Aus für Riesch im Riesenslalom - Annemarie Gerg mit Rekordresultat
Ski-Weltcup: Wieder ein Deutsches Herren-Wunder

Vier Tage nach dem Sensationssieg von Max Rauffer beim Abfahrts-Klassiker von Gröden hat Alois Vogl (Zwiesel) im Slalom von Flachau (Österreich) am Mittwoch überraschend Platz drei belegt. Vogl: "Ich weiß gar nicht, was ich sagen soll."

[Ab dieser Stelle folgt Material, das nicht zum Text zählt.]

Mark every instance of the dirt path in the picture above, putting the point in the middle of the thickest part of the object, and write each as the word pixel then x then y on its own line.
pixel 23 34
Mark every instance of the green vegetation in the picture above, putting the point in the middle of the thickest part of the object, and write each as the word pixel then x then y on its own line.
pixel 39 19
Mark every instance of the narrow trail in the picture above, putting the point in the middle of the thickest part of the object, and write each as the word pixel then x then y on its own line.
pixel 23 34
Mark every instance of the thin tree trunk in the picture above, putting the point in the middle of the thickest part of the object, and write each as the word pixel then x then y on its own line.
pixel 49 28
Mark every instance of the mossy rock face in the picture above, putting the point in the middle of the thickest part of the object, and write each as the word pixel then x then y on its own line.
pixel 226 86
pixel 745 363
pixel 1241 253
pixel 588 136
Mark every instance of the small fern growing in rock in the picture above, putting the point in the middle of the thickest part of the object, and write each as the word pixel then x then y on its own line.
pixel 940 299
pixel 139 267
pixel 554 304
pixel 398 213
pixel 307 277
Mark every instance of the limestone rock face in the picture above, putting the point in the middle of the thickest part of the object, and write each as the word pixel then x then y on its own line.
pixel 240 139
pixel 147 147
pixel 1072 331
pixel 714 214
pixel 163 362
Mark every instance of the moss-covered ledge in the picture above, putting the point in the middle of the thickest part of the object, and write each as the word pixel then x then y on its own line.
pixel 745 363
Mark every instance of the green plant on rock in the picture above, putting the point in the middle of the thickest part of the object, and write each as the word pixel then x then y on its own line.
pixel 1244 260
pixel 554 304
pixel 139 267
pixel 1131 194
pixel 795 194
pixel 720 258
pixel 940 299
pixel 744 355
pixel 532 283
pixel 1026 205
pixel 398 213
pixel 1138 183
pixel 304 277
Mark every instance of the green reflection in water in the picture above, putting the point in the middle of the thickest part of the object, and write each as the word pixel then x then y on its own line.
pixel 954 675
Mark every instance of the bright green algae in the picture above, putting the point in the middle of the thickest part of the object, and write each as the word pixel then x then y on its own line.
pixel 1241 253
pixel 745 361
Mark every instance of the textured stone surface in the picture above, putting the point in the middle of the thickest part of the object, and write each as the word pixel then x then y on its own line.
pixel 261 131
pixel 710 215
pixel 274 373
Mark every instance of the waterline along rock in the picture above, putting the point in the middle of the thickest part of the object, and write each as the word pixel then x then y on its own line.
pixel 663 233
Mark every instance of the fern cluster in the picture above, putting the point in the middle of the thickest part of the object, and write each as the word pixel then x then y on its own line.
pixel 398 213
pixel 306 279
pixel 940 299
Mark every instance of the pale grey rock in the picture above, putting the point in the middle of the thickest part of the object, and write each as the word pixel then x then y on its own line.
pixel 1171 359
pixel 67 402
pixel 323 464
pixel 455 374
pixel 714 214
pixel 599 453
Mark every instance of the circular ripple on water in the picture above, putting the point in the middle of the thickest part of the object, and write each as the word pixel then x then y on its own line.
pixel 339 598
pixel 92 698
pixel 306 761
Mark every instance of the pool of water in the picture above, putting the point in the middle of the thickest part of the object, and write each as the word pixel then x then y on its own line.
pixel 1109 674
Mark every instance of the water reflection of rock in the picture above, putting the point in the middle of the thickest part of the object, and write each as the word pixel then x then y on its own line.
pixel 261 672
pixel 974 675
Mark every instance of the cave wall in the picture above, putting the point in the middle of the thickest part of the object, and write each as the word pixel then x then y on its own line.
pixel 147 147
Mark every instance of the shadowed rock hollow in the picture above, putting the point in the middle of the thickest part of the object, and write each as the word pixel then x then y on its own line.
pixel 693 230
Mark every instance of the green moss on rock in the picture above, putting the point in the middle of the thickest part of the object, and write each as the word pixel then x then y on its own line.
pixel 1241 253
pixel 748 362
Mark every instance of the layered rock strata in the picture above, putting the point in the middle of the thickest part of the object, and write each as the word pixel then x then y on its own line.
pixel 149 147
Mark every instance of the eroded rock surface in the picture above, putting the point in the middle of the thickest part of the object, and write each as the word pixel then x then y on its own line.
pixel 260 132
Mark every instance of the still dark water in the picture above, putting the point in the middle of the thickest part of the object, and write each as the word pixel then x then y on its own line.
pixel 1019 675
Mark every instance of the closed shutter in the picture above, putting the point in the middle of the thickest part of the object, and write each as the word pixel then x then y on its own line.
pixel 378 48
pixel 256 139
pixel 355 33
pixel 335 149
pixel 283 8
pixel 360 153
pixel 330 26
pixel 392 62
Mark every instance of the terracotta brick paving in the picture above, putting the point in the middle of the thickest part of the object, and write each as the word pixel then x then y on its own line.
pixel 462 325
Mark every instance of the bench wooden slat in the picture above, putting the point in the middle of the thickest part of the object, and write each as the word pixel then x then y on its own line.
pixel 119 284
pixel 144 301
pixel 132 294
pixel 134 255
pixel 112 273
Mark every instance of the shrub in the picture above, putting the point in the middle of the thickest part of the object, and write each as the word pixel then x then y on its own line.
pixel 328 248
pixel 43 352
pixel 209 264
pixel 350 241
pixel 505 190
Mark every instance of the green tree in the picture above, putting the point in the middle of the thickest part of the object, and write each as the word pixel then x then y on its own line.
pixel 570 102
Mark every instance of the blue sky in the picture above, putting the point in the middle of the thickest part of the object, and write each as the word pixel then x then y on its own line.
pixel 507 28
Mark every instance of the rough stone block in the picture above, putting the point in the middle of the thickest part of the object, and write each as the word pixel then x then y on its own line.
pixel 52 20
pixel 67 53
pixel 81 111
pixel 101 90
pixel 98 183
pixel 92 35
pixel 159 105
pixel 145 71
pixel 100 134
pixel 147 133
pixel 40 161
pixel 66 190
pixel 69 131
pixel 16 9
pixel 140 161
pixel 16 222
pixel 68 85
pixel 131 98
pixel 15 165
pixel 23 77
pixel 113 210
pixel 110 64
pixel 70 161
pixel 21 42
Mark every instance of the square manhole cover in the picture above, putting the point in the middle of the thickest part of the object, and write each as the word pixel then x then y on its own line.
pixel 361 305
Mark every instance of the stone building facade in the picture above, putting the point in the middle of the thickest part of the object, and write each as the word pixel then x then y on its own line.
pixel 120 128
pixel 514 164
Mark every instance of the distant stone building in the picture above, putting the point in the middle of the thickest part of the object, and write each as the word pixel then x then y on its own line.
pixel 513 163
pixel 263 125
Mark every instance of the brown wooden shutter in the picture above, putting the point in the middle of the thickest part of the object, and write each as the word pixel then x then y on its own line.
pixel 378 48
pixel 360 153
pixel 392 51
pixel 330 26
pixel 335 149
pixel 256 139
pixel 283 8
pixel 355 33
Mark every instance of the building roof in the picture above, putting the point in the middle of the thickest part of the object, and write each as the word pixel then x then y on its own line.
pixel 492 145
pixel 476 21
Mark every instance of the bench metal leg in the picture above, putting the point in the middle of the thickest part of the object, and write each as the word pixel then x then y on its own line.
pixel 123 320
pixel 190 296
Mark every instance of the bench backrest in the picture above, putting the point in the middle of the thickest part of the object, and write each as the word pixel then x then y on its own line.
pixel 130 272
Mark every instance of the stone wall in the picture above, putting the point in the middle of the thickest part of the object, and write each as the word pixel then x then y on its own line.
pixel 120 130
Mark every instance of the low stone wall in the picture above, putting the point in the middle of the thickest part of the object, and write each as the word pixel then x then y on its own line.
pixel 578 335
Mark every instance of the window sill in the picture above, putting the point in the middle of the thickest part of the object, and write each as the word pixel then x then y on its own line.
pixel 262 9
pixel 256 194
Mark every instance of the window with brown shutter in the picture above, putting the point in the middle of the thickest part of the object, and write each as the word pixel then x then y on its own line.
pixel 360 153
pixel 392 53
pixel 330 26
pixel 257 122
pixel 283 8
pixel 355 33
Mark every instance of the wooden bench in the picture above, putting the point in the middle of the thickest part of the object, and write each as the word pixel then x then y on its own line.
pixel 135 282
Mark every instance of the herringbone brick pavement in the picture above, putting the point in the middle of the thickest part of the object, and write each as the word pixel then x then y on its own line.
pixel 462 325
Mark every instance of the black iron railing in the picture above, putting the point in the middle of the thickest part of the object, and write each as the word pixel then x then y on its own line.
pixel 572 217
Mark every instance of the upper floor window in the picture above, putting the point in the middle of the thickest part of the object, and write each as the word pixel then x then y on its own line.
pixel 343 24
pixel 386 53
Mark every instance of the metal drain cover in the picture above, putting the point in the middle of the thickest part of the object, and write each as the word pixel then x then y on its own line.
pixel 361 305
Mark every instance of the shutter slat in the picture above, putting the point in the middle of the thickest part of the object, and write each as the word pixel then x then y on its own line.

HB FLACH/ST. MORITZ. Der 32-Jährige - ebenso wie Rauffer schon fast abgeschrieben - schaffte nicht nur das beste Resultat seiner Karriere, sondern auch die beste deutsche Slalom-Platzierung seit zwölf Jahren. "Ich weiß gar nicht, was ich sagen soll. Ich hab' einfach versucht, normal runterzufahren", sagte Vogl. Im Ziel wurde er von seinem Teamkollegen Felix Neureuther (Partenkirchen) zunächst umarmt und dann auf den Schultern getragen. "Wir sind wieder auf der Landkarte. Wir sind wieder wer", freute sich Cheftrainer Werner Margreiter.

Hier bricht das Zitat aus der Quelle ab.